実施理由/背景
模型をとおして「奴国王墓」から見つかった副葬品の素晴らしさを、多くの人に見て実感してもらいたい
須玖岡本遺跡は、明治32(1899)年に、約30面前後の前漢鏡のほか多数の副葬品が出土した甕棺墓(王墓)が発見されたことを機に、全国に知れ渡った弥生時代を代表する遺跡です。特にここから出た前漢鏡のうち、大きさ20cmを超える3面の鏡は、中国では王侯クラスの墓から見つかっていることから、中国の皇帝から国の王として認められた可能性があります。
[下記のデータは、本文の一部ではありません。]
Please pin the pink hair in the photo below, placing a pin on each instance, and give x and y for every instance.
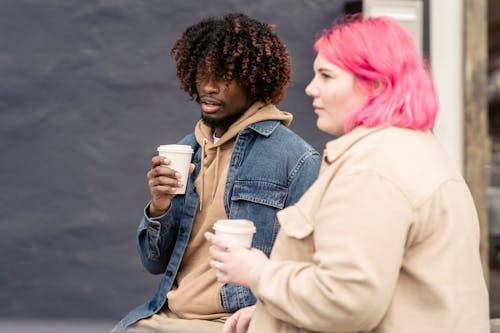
(381, 54)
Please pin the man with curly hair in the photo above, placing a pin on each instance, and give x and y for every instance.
(246, 165)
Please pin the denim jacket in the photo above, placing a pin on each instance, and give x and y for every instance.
(270, 168)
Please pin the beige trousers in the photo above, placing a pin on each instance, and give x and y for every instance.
(167, 322)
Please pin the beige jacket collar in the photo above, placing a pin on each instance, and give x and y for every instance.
(335, 148)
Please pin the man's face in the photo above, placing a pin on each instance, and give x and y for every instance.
(221, 103)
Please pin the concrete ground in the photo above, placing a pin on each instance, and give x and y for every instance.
(54, 326)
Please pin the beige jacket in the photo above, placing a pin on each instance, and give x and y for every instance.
(386, 240)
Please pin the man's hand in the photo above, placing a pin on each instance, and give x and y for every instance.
(234, 263)
(239, 321)
(163, 182)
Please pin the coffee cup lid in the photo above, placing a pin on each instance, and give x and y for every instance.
(235, 226)
(175, 148)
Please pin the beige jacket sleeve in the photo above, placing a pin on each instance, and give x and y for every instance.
(358, 233)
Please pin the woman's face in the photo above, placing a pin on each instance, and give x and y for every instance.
(335, 94)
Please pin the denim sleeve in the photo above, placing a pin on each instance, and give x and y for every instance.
(155, 238)
(305, 172)
(303, 175)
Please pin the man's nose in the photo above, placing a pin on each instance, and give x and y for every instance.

しかし、鏡などの副葬品は破片になっており、数や全体の形を見せることは困難でした。
このプロジェクトでは、王墓から出土した副葬品の模型を製作し、皆さんに王墓の素晴らしさを見た目でも実感してほしいと考えています。
プロジェクト内容説明
奴国王墓に収められた副葬品の価値は?
奴国王墓は、明治32(1899)年に、地元の人々によって、30面前後の前漢鏡、10本程度の武器形青銅器、ガラス勾玉などが副葬された甕棺が発見されました。ここから出た前漢鏡は、当時の最高クラスの副葬品です。特に20cmを超える大型の銅鏡は、中国では王侯クラスの墓から見つかっていることから、中国の皇帝から国の王として認められた可能性があり、奴国王墓からは大型の草葉文鏡が3面出土しました。また、草葉文鏡は、日本列島では奴国王墓でしか見つかっていないので、国内でも大変貴重な鏡です。
ピラミッドの図は、王(首長)墓と副葬品の格差を示したものですが、この図からも多種多様な副葬品、特に多くの鏡を保有した奴国王の権力は高いということがわかります。
一つの甕棺墓から多くの鏡を含む副葬品が見つかったことは大変貴重で、このことは広く学界に知れわたり、考古学者によって周辺の調査などが盛んに行われました。そのなかで、九州大学の中山平次郎氏や京都帝国大学の梅原末治氏による精力的な資料収集や分析によって、奴国王墓に納められていた鏡などの実態が明らかになりました。
しかし、収集された鏡は破片ばかりで、全ての鏡の大きさがわかるような状況ではありませんでした。
目指すところ
奴国王墓に収められた副葬品を再現したい!そのためには…
考古学者の資料の収集や学術的な研究の積み重ねにより、多くの副葬品を持った奴国王の権力の高さが明らかになった反面、副葬品は破片のものが多いことから、その全容を示せず、臨場感を出すことはできませんでした。
「奴国王が持つ副葬品をもっとわかりやすく、具体的に見える形にしたい。」
今回のプロジェクトでは、奴国王墓から出土した副葬品の模型を製作し展示することで、見た目にも王墓の素晴らしさを実感し、奴国王墓ひいては須玖岡本遺跡への理解を深めてもらおうと思っています。
製作内容
・銅鏡(30面):大 1面、中 1面、小 1面、鏡面のみ 27面
・武器:銅矛 1本
・玉:勾玉 1個
寄付の使い道
受け付けました寄付は、下記の用途に使わせていただきます。
・奴国王墓副葬品模型製作・展示
自治体からのメッセージ
ご支援していただく皆様へ
この度は、奴国王墓から見つかった副葬品を再現するプロジェクトにご興味をいただき、ありがとうございます。
奴国王墓が持つ副葬品は、種類や数からも圧倒的権力の高さを誇っています。今回のプロジェクトで、模型を製作し、見た目にも王墓の素晴らしさを実感していただけるよう取り組みます。どうぞ温かいご支援をよろしくお願いいたします。